File: Dinosaur taxonomy 2014-2023 summary.xlsx
Description: Raw data for Scopus information on searches on dinosaur taxonomy provided in the manuscript.
Code/software
The data files can be viewed in any text editor, Excel, or Google Sheets. The code can be implemented in R.
Access information
Other publicly accessible locations of the data:
Collector curves–All dinosaur regular genera and species, both valid and invalid, were downloaded from the Paleobiology Database (PBDB; paleobiodb.org) on 17th December 2024. The data were cleaned to remove Avialae, ichnotaxa, and ootaxa. Taxa that were listed as invalid due to misspellings, obsolete variates, or that were renamed for grammatical or linguistic reasons were removed. Nomina dubia, nomina nuda, objective and subjective synonyms, and recombinations were retained. Collector curves (Fig. 1) were built in R 3.4.0 [124]. Code and raw data are available in the Supplementary Material.
Time-calibrated phylogeny–A consensus dinosaur phylogeny was manually produced in Mesquite [125]. First and last appearance data were collected for all taxa in the phylogeny and are listed in the data file provided in the Supplementary Material. First and last appearances generally correspond to the earliest and latest dates of the Stage from which the taxon is known, unless more accurate information was available in the literature. Ages were derived from the International Chronostratigraphic Chart version 2024/12. The consensus phylogeny was time-calibrated using the TimePalaeoPhy function in the R package Paleotree [126] with minimum branch lengths of 0.5 million years. Code and raw data are available in the Supplementary Material.
Occurrences through time histogram–All dinosaur body fossil occurrences were downloaded from the PBDB on 22nd January 2025 and were manually cleansed to remove ichnotaxa and ootaxa. The midpoint of the first appearance datum and last appearance datum was taken for each occurrence, and these midpoints were plotted in 1 million year bins in R 3.4.0 [124]. Code and raw data are available in the Supplementary Material.

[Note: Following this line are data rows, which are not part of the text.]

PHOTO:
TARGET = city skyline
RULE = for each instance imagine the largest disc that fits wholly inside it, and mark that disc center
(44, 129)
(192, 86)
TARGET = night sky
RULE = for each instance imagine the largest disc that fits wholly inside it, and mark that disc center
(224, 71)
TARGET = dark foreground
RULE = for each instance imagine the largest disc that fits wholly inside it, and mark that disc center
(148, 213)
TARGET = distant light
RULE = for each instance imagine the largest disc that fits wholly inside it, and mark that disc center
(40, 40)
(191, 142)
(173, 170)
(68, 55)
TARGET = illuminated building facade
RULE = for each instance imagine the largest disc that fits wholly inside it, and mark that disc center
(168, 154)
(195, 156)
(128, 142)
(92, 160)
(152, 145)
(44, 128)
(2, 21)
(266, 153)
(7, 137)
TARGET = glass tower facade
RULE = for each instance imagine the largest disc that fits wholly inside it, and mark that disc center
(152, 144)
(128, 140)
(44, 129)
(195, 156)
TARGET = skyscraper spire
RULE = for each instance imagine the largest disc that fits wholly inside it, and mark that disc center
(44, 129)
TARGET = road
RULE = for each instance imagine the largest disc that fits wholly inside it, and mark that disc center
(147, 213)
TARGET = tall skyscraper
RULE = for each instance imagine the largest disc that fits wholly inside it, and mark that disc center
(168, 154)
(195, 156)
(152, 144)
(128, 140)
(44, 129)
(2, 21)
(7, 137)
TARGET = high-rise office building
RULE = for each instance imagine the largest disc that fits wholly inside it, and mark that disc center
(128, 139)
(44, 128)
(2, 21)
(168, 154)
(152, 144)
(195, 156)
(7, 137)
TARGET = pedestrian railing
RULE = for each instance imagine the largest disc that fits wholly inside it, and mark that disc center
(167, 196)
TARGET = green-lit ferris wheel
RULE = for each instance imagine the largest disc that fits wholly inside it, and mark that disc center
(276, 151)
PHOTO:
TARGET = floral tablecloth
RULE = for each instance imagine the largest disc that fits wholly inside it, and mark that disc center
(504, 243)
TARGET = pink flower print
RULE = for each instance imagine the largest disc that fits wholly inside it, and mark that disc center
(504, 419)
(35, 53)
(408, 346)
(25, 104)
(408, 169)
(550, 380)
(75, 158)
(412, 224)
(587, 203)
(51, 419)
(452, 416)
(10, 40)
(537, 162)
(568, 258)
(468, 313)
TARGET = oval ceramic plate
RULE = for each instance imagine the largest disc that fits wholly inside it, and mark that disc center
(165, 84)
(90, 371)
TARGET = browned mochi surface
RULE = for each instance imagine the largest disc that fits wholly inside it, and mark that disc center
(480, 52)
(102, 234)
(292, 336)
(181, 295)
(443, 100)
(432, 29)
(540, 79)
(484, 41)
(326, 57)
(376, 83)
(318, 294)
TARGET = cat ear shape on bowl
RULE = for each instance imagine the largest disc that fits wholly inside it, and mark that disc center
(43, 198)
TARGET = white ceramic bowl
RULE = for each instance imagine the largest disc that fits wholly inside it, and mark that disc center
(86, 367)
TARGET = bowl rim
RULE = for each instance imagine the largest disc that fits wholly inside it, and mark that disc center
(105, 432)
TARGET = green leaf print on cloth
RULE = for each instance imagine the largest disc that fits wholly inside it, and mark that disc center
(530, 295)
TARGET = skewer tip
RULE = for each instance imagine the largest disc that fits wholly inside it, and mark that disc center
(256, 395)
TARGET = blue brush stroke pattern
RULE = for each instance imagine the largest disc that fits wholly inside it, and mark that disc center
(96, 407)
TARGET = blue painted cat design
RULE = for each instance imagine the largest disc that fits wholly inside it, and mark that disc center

Occurrences map–Non-avialan dinosaur occurrences, excluding form taxa, were downloaded from the PBDB (27th January 2025). These were manipulated in R 4.4.2. The data set was pruned to limit it to species type occurrences only. Triassic, Jurassic and Cretaceous occurrences were plotted onto modern day maps using the packages maps and ggplot. Code and raw data are available in the Supplementary Material.
124. R Core Team. 2023. R: A Language and Environment for Statistical Computing. R Foundation for Statistical Computing, Vienna, Austria. https://www.R-project.org/.
125. Maddison WP, Maddison DR. 2023. Mesquite: a modular system for evolutionary analysis. Version 3.81. http://www.mesquiteproject.org.
126. Bapst DW. 2012. Paleotree: an R package for palaeontological and phylogenetic analyses of evolution. Methods in Ecology and Evolution 3: 803–807.